Тогда я подошла поближе, чтобы рассмотреть свое лицо: под глазами залегли тени, между бровей образовалась хмурая морщина. Я поежилась, но не от холода. Нет, я вспомнила о той девушке, что Эдуард покинул два года назад. Вспомнила о его нежных руках, обнимающих меня за талию, о теплых губах, касающихся моей шеи. И закрыла глаза.
Уже много дней он пребывал в плохом настроении. Он работал над полотном, где были изображены три сидящие за столом женщины, и ему никак не удавалось ухватить суть. Я позировала для картины и молча смотрела, как он пыхтит и морщится, швыряет палитру, в отчаянии запускает руки в волосы и ругается.
— Давай прогуляемся, — с трудом разогнувшись, предложила я; мне было тяжело сидеть в одном положении, но признаваться не хотелось.
— Не хочу я гулять.
— Эдуард, пока ты в таком настроении, у тебя ничего не получится. Двадцать минут на свежем воздухе тебе не повредят. Пошли! — Я взяла пальто, обмотала шею шарфом и остановилась на пороге.
— Не люблю, когда меня отрывают от работы, — проворчал он, надевая пальто.

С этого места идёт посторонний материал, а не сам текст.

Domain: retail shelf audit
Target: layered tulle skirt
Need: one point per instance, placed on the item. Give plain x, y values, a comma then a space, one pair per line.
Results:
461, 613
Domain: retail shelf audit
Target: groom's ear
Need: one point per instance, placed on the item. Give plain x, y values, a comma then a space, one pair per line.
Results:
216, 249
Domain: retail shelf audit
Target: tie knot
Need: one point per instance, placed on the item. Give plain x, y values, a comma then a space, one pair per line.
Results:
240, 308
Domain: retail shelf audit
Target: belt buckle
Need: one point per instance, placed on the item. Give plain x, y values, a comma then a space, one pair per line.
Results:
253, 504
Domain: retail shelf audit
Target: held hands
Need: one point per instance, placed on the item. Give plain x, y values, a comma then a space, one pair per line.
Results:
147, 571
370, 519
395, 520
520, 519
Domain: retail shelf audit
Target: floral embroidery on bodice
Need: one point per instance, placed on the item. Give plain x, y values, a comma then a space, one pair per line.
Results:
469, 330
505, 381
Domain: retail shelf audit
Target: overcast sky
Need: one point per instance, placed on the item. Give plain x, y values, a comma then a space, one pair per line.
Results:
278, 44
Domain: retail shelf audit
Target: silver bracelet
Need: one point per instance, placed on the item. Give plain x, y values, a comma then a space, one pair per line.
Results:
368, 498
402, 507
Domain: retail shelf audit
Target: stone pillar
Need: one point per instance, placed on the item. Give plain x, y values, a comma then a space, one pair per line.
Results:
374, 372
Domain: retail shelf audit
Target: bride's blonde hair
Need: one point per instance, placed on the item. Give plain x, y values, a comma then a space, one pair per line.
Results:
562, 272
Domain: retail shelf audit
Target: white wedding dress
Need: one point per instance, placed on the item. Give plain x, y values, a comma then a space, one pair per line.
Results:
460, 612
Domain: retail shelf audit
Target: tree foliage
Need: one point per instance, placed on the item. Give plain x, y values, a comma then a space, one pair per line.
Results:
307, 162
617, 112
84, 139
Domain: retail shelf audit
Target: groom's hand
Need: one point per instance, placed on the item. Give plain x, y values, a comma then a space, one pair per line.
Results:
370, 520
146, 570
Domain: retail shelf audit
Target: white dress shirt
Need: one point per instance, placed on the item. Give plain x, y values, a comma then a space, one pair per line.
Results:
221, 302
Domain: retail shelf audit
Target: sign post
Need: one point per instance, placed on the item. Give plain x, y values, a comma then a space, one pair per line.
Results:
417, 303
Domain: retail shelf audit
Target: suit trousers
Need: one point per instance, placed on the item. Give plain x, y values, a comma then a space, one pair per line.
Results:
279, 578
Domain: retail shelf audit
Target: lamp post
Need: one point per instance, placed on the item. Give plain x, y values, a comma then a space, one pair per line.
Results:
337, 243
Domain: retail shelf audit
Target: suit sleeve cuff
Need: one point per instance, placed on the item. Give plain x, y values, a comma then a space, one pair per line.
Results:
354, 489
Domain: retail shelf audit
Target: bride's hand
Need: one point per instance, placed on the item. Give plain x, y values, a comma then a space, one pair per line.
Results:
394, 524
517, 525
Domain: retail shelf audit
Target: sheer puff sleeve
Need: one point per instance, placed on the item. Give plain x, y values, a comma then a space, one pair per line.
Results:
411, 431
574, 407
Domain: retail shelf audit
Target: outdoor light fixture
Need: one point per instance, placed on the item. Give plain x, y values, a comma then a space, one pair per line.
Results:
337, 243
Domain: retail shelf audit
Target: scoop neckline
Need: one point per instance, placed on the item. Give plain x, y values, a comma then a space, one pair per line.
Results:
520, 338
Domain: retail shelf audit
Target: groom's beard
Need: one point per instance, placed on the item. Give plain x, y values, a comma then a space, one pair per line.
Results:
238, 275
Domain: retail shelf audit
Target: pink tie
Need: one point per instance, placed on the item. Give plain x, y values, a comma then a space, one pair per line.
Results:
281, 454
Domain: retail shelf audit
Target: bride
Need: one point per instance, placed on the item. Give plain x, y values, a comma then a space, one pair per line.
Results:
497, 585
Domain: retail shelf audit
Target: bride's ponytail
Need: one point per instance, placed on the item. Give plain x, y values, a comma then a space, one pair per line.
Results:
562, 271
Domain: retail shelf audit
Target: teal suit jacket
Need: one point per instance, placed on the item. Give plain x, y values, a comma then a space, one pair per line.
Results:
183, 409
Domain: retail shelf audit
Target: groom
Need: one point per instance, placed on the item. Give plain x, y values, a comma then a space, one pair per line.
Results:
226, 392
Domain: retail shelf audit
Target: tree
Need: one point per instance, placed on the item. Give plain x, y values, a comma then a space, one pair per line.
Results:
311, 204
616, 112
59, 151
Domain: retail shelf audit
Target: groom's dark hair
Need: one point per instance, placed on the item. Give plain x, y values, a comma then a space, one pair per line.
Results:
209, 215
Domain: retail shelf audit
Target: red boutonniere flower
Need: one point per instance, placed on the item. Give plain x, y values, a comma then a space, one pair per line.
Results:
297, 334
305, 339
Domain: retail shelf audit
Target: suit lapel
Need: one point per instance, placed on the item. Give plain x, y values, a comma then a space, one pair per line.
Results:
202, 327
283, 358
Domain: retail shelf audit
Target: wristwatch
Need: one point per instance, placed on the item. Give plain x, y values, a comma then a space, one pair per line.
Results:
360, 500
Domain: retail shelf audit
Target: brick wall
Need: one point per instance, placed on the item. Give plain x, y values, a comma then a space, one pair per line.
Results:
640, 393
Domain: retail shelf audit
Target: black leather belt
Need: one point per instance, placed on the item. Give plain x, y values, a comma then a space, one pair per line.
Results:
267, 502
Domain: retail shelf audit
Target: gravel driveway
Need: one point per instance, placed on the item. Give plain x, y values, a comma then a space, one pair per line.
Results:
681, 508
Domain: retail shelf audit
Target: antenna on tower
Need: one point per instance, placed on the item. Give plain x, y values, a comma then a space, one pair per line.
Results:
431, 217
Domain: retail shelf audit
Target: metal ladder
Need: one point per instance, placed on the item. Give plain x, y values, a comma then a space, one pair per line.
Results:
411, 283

Даже если он был не в духе, меня это не слишком трогало. Я уже успела привыкнуть к нему. Когда работа у Эдуарда шла хорошо, он был самым чудесным мужчиной на свете: жизнерадостным, готовым во всем видеть красоту. Но когда что-то не ладилось, черная туча нависала над нашим домом. В первые месяцы нашей совместной жизни я винила себя за то, что не способна его развеселить. Но чем больше прислушивалась к разговорам других художников в кафе «Ля руш» или в барах Латинского квартала, тем яснее начинала понимать, что всем им свойственны перепады настроений: подъем, если картина успешно завершена или продана; спад, если работа не клеилась или подверглась острой критике. Такая смена настроений подобна прохождению атмосферного фронта, следовало или переждать ее, или приспособиться к ней.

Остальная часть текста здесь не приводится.